Transient changes in cranial nerve function may represent a neurotoxic effect of papaverine. Chlorobutanol, the preservative in papaverine, may be contributory [22], but we are unaware of any synergistic effect. Hendrix et al. [10] proposed that papaverine may act directly on the musculature of the iris to produce pupillary dilatation. Animal studies suggest that the spasmolytic action of papaverine may interfere with the influx of calcium ions during muscle contraction [13]. As suggested by Lang et al. [11], the degree of depolarization may be a factor since the potency of papaverine is influenced by the influx of calcium ions.

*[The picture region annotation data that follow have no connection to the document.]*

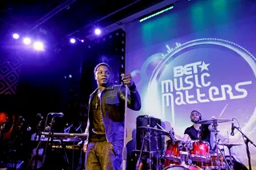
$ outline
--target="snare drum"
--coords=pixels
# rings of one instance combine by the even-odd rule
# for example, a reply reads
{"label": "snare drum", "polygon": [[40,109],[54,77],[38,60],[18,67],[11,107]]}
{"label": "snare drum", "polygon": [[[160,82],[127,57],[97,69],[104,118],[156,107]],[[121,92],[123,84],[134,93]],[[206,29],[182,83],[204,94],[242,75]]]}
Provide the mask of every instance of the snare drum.
{"label": "snare drum", "polygon": [[[172,141],[170,140],[166,142],[166,152],[165,155],[166,161],[173,160],[171,164],[180,163],[181,162],[181,154],[179,150],[179,141]],[[169,161],[168,161],[169,162]]]}
{"label": "snare drum", "polygon": [[190,158],[194,161],[206,162],[210,160],[210,144],[206,141],[191,140],[190,141]]}
{"label": "snare drum", "polygon": [[170,165],[162,170],[202,170],[198,166],[182,166],[180,164]]}
{"label": "snare drum", "polygon": [[[222,155],[218,156],[221,168],[225,168],[225,162]],[[207,162],[197,162],[197,165],[202,168],[218,168],[218,155],[217,153],[210,155],[210,160]]]}

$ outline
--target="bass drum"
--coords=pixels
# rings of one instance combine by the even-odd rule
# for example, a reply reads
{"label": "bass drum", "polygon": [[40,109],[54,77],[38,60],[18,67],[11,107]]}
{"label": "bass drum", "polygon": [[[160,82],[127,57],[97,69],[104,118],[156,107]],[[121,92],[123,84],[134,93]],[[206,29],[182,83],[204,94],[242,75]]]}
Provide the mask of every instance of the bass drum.
{"label": "bass drum", "polygon": [[174,164],[168,167],[166,167],[162,170],[203,170],[198,166],[183,166],[180,164]]}

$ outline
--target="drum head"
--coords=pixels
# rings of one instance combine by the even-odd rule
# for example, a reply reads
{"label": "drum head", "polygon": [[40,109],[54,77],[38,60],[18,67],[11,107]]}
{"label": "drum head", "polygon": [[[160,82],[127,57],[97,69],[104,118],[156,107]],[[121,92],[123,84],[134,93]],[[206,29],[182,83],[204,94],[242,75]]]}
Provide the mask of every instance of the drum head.
{"label": "drum head", "polygon": [[199,167],[189,166],[186,168],[182,165],[170,165],[166,167],[163,170],[202,170]]}

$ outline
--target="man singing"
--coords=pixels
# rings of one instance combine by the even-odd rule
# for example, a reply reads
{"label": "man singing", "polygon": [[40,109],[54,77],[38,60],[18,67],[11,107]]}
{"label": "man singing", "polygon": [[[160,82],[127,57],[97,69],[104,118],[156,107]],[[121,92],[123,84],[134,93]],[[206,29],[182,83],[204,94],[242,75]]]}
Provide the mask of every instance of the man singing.
{"label": "man singing", "polygon": [[[98,88],[90,94],[83,150],[86,170],[120,170],[124,136],[126,87],[110,82],[111,69],[99,63],[94,69]],[[128,108],[138,111],[141,99],[130,74],[122,74],[127,85]]]}

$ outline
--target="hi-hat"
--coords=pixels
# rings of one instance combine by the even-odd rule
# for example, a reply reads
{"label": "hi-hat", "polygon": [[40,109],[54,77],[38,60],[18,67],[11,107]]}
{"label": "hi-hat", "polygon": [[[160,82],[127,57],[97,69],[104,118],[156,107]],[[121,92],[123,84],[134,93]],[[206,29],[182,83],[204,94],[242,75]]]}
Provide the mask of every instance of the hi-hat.
{"label": "hi-hat", "polygon": [[149,132],[155,132],[155,134],[154,135],[154,133],[151,133],[152,136],[157,136],[157,135],[169,135],[169,132],[166,131],[163,131],[156,128],[152,128],[150,126],[139,126],[138,127],[138,128],[142,128],[144,131],[149,131]]}
{"label": "hi-hat", "polygon": [[232,143],[226,143],[226,144],[218,144],[218,145],[226,146],[227,148],[231,148],[232,146],[240,146],[242,144],[232,144]]}
{"label": "hi-hat", "polygon": [[210,124],[218,124],[218,123],[224,123],[232,121],[230,119],[221,119],[221,118],[213,118],[209,120],[202,120],[198,122],[198,124],[202,125],[210,125]]}

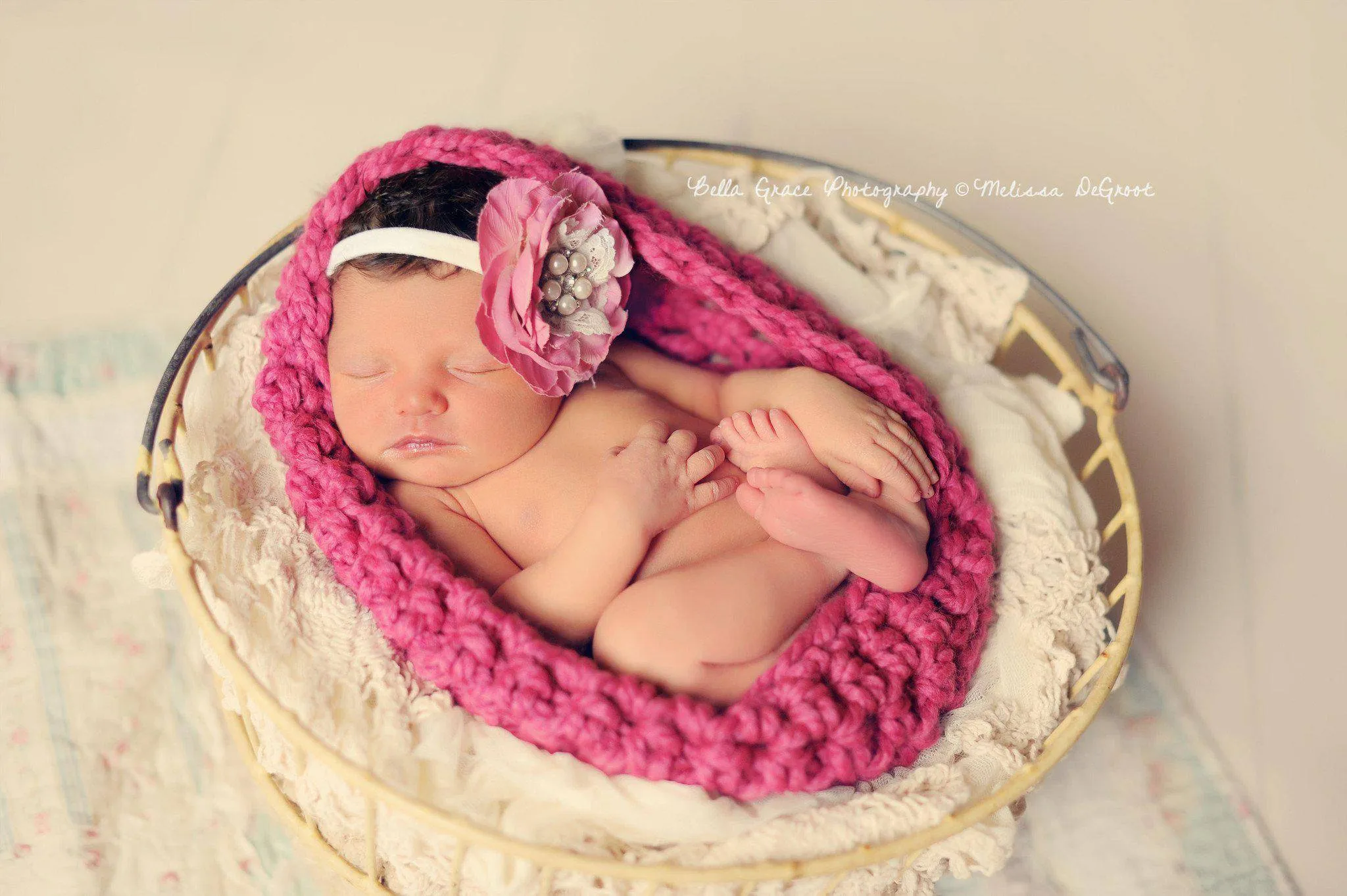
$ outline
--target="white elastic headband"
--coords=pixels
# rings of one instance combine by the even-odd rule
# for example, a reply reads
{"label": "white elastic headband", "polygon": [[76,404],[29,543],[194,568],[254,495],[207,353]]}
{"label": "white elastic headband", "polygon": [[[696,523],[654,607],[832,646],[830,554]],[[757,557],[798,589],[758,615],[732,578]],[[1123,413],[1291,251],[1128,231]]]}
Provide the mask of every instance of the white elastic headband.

Eisenman et al. [7] described the reaction of the facial nerve as analogous to a peripheral conduction delay from a local anesthetic. The authors proposed that papaverine, as an opioid-derivative, may act as a local anesthetic and influence the excitability of nerve fibers. Local anesthetics and calcium ions are considered stabilizers and act to decrease nerve excitability [9].

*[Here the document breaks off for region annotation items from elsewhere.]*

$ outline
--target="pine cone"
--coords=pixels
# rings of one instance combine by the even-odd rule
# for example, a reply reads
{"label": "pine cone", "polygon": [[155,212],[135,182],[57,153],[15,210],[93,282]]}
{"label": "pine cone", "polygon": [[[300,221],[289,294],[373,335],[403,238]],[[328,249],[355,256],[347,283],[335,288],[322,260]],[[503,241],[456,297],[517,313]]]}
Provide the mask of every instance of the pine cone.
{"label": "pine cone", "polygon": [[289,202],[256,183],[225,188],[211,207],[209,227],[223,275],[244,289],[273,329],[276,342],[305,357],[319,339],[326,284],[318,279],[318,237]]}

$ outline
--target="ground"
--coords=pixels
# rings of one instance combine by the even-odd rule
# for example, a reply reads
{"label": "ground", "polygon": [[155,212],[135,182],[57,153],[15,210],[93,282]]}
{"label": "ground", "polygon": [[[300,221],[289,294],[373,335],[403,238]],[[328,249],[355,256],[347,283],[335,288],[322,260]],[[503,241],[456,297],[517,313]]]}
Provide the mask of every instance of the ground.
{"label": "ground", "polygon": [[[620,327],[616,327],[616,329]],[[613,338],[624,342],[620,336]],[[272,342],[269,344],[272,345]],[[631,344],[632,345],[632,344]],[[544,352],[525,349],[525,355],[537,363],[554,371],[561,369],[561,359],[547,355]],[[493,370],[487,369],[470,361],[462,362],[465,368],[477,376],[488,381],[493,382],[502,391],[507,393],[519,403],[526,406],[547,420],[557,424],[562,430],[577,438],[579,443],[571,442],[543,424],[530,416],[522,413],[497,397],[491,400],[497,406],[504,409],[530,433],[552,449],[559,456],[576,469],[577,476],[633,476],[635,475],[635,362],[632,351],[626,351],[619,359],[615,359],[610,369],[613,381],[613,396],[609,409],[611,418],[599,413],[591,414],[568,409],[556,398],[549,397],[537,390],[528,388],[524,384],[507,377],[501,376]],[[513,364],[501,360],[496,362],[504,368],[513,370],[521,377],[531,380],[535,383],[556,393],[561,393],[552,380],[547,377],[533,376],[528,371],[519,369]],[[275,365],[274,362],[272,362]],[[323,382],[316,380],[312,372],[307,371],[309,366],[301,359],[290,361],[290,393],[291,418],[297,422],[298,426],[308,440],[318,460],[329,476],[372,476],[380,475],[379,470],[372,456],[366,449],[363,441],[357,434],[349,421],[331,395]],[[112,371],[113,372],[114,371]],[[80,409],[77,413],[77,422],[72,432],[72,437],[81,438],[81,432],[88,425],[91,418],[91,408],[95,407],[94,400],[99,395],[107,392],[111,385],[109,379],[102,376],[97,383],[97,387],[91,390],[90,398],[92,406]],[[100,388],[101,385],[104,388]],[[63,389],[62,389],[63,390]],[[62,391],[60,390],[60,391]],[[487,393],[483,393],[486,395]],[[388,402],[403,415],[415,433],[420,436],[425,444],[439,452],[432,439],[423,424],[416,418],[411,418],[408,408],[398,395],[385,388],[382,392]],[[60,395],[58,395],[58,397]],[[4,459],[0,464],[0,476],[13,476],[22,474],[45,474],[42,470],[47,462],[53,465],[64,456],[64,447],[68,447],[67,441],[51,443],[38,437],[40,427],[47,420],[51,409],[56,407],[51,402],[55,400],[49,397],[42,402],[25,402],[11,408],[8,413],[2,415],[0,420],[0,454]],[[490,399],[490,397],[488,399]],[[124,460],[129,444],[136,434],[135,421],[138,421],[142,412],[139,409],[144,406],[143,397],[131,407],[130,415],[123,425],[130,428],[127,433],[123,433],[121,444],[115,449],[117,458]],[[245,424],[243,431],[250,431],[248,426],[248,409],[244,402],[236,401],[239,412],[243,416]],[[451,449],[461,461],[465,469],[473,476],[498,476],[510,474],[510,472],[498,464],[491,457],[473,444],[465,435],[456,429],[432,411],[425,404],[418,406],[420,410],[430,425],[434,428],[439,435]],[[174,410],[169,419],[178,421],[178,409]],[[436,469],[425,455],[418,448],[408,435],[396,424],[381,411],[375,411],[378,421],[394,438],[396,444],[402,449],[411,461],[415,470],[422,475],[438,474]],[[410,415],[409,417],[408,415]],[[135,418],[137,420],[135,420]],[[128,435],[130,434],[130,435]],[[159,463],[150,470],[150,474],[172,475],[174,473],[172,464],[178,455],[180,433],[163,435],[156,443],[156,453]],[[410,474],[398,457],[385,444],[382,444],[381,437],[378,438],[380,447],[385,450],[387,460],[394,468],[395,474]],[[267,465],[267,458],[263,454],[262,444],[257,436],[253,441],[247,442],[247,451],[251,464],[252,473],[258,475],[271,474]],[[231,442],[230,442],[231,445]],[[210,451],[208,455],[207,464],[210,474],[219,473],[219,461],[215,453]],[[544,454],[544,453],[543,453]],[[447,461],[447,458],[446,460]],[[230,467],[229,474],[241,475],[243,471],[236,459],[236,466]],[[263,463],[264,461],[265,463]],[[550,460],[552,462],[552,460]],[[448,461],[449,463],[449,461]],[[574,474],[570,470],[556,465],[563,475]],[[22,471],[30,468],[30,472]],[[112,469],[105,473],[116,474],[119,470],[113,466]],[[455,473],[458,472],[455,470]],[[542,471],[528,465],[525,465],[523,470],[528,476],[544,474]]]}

Another factor contributing to decreased neural activity may be related to the pH of papaverine. According to information provided on the Material Safety Data Sheets (MSDS) from our two pharmaceutical manufacturers, the pH level of papaverine ranged from 3.0 to 3.8. Papaverine has a much lower pH relative to blood and intracerebral fluid, and is therefore relatively acidic. Most neurons are highly responsive to changes in pH [9], and BAEPs are highly dependent on synchronized neural activity.

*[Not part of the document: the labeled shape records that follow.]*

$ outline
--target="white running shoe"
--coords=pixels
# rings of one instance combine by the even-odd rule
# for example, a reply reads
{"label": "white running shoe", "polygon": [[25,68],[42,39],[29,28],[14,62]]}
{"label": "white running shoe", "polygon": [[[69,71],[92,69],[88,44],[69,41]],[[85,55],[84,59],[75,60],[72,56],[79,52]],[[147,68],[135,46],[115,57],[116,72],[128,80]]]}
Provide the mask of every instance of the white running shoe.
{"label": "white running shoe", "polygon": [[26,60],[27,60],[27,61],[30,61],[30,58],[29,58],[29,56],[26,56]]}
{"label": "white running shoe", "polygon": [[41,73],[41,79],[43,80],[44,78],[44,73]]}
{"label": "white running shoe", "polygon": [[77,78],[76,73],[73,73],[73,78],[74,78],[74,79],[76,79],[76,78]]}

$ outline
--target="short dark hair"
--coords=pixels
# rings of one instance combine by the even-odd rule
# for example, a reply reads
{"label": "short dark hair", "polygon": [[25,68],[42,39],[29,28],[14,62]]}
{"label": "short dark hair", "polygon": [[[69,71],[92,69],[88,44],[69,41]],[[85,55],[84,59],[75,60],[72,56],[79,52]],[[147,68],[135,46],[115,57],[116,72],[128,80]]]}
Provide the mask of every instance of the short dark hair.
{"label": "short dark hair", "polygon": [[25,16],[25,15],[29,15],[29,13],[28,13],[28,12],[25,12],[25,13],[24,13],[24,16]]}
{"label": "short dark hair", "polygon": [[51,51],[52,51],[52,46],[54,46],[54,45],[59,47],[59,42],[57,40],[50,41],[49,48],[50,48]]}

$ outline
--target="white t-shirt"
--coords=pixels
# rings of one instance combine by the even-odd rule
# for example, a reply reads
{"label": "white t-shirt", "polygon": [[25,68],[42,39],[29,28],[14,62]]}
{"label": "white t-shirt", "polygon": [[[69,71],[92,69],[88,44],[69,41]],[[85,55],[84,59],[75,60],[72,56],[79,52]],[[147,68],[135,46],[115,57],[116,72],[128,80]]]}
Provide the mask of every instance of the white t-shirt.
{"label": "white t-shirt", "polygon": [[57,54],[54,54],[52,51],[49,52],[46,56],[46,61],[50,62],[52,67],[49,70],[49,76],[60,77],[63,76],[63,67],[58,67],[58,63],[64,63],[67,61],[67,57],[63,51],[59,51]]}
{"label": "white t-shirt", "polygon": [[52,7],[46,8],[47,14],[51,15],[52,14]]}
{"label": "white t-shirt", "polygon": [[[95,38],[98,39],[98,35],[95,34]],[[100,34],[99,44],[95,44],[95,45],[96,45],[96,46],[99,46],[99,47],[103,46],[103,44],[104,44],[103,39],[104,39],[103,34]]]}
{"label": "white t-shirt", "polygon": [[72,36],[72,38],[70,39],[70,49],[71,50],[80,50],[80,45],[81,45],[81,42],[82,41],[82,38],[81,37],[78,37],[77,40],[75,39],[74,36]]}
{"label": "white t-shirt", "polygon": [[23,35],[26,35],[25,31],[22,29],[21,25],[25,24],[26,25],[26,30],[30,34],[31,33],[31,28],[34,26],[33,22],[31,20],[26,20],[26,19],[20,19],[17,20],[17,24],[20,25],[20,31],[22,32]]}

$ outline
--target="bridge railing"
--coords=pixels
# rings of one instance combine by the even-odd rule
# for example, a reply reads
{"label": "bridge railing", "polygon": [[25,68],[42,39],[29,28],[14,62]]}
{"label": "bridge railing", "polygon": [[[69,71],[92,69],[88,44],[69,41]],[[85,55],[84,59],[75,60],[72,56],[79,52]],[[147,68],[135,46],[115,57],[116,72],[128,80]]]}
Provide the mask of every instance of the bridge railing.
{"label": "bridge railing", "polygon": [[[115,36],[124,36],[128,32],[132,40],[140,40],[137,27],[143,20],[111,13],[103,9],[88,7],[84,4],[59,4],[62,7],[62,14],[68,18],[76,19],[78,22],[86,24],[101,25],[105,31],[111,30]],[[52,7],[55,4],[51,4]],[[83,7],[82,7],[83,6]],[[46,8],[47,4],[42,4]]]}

If papaverine acts as a local neurotoxic agent, the outermost fibers of the eighth nerve would preferentially be affected. The cochlear nerve may be specially vulnerable, since the transition zone between peripheral and central myelin is located just inside the porus. Delayed onset of papaverine-induced BAEP changes may reflect a progressive action and the signal averaging process. The average recovery period of 39 min for BAEP waveforms to pre-papaverine levels was comparable with the time course of effects on other cranial nerves cited earlier. Previous reports of adverse effects on cranial nerve function with topical papaverine have been observational. Strength of our study includes the timing of papaverine relative to a measurable change in neurophysiological function. However, as with other studies, an interaction with local changes in blood flow secondary to vasospasm may be a possible confounding variable.

Conclusion

Until the neuropathic effect of papaverine hydrochloride is better understood, we recommend keeping this agent away from the proximal eighth nerve to avoid complications in auditory function. Dilution of papaverine in saline prior to application is recommended. To control the spread of papaverine, it may be advantageous to place a small papaverine-soaked Gelfoam pledget against the spastic segment until the spasm resolves. It is our practice to avoid using this agent unless severe vasospasm is observed.